Cilia dysfunction can also lead to ear and sinus infections along with hearing and speech development issues. In addition, many individuals with PCD also have fertility issues because sperm cells have structures that are like cilia and there can be faulty cilia in the fallopian tubes of women.
Ciliary activity is also responsible for organ placement in the developing embryo. A condition called Situs inversus totalis occurs in about 50 percent of all PCD patients, including Zion, whose heart, stomach, liver and spleen are on the opposite side of the body from where they should be.
“While PCD is a rare disease there is a significant need for increased awareness of it, both in the community and among health care providers,” said Lisa Young, MD, associate professor of Pediatrics, who co-directs the PCD Center with O’Connor.
“It can take a long time to get to this diagnosis. PCD is not just misdiagnosed. What’s more common is it’s missed altogether,” said Young.
Children’s Hospital is also one of a limited number of centers and one of only two in Tennessee that offer specialized nasal nitric oxide (nNO) testing to diagnose PCD. It’s a simple test in which a tiny foam piece with suction (about the size of a miniature marshmallow) connected to an analyzer is inserted into the nose to measure the level of nitric oxide in the nasal cavity. People with PCD have very low levels of this gas in their sinus cavity.

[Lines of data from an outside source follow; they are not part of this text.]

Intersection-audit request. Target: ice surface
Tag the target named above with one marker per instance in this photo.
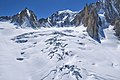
(57, 54)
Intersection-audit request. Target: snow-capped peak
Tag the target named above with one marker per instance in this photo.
(66, 11)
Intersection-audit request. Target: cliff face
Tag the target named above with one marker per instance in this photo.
(25, 18)
(90, 19)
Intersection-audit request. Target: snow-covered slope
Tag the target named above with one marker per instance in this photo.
(62, 18)
(57, 54)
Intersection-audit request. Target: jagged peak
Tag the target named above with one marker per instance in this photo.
(67, 11)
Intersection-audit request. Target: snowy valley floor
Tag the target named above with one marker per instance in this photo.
(57, 54)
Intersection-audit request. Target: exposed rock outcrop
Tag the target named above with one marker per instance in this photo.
(25, 18)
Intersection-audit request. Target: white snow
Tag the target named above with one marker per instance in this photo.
(95, 61)
(28, 12)
(67, 11)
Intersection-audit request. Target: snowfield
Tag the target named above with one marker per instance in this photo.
(57, 54)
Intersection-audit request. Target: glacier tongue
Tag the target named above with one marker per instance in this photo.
(57, 54)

“It’s a very reliable test, and we are quickly learning how helpful this testing can be in making a diagnosis of PCD,” O’Connor said.
Children with PCD are seen by a multidisciplinary team at Children’s Hospital, including pediatric otolaryngology and respiratory therapists. They are monitored closely for respiratory infections and treated aggressively with antibiotics if they develop one.
“We’re partnering with other centers around the country to implement new therapies to improve care for our patients,” Young said. “PCD has been a very lonely diagnosis and we’re working to change that by setting up accredited centers, providing education to families and their providers about the diagnosis, and by conducting research to improve our understanding of PCD and develop new therapies.”
Zion has come a long way in understanding PCD, Valency said. “When she was around 3 or 4, she couldn’t understand why she was the way she was. She cried a lot because she didn’t understand. We did a lot of explaining and told her she was uniquely created and that God has a purpose for her.
“Now she’ll tell people ‘I have PCD. My heart is here (points to the right side of her chest) and yours is there (points to the left).’ We’ve also helped explain her condition at school so she doesn’t feel different. The pledge of allegiance seems like a minor thing to teach your child, but she came home and said ‘I’m supposed to put my hand over my heart. Is it OK to put it where my heart is, or where everybody else’s is?’” Valency said. “We told her either side is just fine.”
“We are delighted to welcome Vanderbilt to the growing PCD Foundation Clinical and Research Centers Network. Drs. Young and O’Connor exemplify the expertise, talent and drive that we look for when selecting our sites. It is what makes this network robust and exciting and we look forward to a long and productive relationship,” said Michele Manion, president and executive director of the PCD Foundation.